Would You Prefer to be Paid for Time, Results, or Commitment?

by Jessica Sommerfield · 0 comments

I recently read an article written by someone who is self-employed, works at least 60 hours a week, and finds no need to separate “work” and “life,” because he very much feels alive while doing his work. We all dream of this kind of job — one that helps us find what we were meant to do, what makes us click perfectly into place. While this is the ideal, it’s not always possible at certain stages in our lives. After all, starting out in our careers, we may need to do some menial jobs or work our way up the ladder to the position we want. What you may take for granted, however, is how you are compensated. In the traditional 9-5 world that was the status quo previous to this century, the average person worked 40 hours per week for a particular wage per hour, and overtime or time and a half on weekends. Now, the work world has vastly changed, with many people working remotely from their home office instead of in a cubicle, or performing tasks that can’t really be measured in terms of hours or stacks of paperwork. Considering the rapid change in how the world “works,” do you think it’s time to adjust our mentality about the basis for compensation, as well?

For instance, considering the nature of freelance work in many fields, remote access, and flexible work hours around the clock, someone might be able to perform the same amount of work in a day that an on-site, 9-5 worker takes an entire week to complete. This doesn’t mean the on-site worker is slacking; it merely shows the affect of changing work environments. If paid per hour based on work tasks completed, this would be unfair to the person who did the same job but took less time to do it.

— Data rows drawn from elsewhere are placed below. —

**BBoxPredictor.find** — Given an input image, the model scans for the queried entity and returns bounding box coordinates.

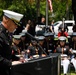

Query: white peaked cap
[3,10,23,21]
[3,10,23,25]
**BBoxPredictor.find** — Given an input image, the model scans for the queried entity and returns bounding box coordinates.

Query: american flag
[48,0,53,12]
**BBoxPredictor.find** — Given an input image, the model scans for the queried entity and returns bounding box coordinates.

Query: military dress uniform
[56,36,70,75]
[0,24,12,75]
[0,10,23,75]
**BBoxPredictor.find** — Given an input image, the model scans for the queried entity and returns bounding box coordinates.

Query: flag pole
[46,0,48,26]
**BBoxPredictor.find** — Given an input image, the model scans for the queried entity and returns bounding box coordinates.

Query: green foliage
[0,0,73,21]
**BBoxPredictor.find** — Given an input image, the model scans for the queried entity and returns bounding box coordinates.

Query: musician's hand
[12,61,22,65]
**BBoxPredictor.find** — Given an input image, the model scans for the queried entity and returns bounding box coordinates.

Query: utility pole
[46,0,48,26]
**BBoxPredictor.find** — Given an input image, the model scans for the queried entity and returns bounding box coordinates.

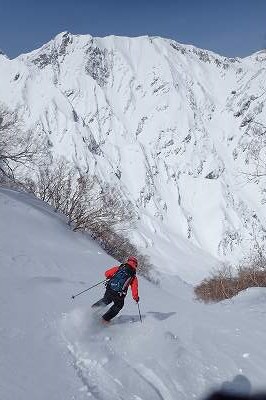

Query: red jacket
[105,263,139,301]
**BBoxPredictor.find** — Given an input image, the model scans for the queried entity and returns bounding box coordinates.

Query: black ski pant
[92,288,125,321]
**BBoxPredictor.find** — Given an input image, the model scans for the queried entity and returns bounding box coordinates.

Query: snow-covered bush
[194,254,266,303]
[23,158,154,277]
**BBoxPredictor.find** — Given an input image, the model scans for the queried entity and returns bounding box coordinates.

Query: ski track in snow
[0,189,266,400]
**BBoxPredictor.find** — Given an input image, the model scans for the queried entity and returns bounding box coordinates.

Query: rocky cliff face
[0,33,266,276]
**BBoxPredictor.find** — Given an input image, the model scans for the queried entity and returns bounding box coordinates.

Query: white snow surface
[0,189,266,400]
[0,32,266,282]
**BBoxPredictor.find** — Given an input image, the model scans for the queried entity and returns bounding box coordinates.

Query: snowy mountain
[0,32,266,282]
[0,189,266,400]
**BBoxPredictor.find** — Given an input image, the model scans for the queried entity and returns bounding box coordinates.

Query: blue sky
[0,0,266,58]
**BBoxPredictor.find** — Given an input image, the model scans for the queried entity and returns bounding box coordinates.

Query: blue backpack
[107,264,136,294]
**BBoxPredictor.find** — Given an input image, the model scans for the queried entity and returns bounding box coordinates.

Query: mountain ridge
[0,32,266,282]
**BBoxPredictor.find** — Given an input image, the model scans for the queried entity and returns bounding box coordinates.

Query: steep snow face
[0,33,266,280]
[0,189,266,400]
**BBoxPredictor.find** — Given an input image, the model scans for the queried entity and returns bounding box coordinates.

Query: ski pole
[71,279,108,300]
[137,302,142,323]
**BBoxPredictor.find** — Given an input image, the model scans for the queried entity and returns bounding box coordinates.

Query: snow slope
[0,189,266,400]
[0,32,266,280]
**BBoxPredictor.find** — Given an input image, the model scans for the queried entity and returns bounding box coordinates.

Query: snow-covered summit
[0,32,266,278]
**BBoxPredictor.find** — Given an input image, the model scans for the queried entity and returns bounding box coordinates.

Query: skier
[92,256,139,324]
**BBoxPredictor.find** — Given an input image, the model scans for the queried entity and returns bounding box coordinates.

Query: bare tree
[0,105,41,180]
[24,158,136,233]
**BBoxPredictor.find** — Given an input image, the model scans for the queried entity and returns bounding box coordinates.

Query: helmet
[127,256,138,266]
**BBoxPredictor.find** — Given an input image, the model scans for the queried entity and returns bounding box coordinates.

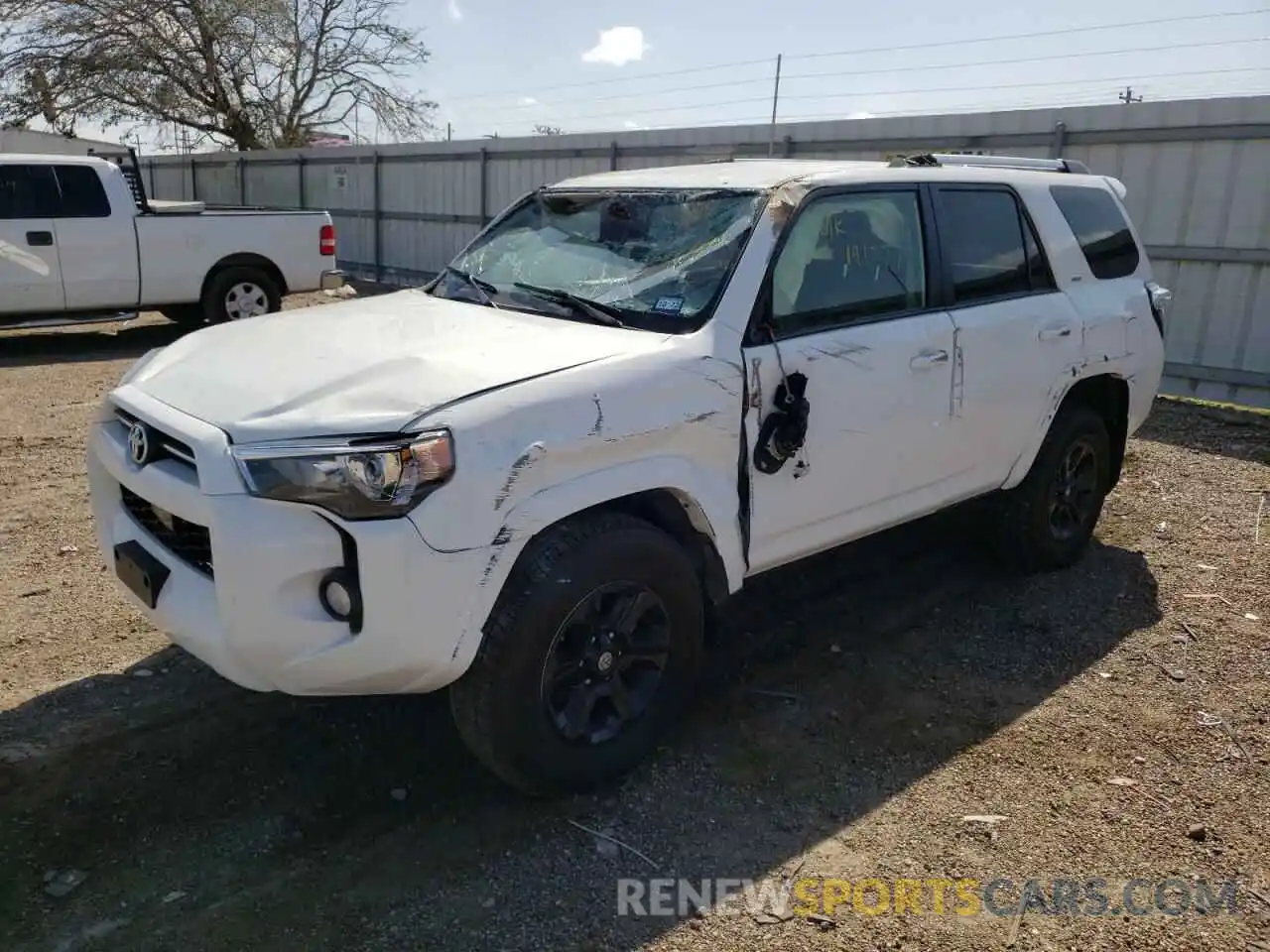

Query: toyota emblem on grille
[128,420,150,466]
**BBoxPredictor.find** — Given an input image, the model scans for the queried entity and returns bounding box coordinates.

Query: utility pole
[767,54,781,159]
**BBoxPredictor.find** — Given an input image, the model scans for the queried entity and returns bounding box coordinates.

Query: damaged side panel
[412,349,744,573]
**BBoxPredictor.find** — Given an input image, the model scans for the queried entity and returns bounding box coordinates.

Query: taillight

Performance-based compensation also has its flaws. The concept of paying people more the more they are able to do or the more money they bring into the company seems like a fair and motivating approach. Unfortunately, human nature eventually comes out, and people find the quickest way to win the prize with the least amount of effort, and certainly don’t go above and beyond what it takes to get the bonus or commission they’re promised. Instead of motivating, it often creates greed, unhealthy competitiveness, cheating, and stifles  creativity and ingenuity (after all, experimenting or taking risks would endanger winning the ‘prize’).

A new approach that is gaining popularity is pay based on commitment level. Since commitment level can seem like an arbitrary term, this is usually spelled out into literal levels, which are each defined based on how much of your income is brought in from the job and what level of priority it is in your daily life.  For instance, you would be at the top level of commitment if your job is your sole source of income and you place commitment to it over obligations to any other side jobs or work commitments.  Ultimately, your boss would have the deciding opinion on which level you represent based on your level of involvement, and determine pay accordingly. In this sense, if a particular job is only part of your total income and you don’t devote much of your time to it, your commitment level is low (this isn’t necessarily a bad thing. You may have chosen this level of commitment because of other priorities).

After learning about this new method of compensation, what would gauge your current level of commitment to your job? If you were to be paid accordingly, would you be happy? Do you think businesses of the future will eventually go this route to increase productivity, reduce overpaid underperformance, and encourage the type of commitment that ensures people love their job and value the time they put into it?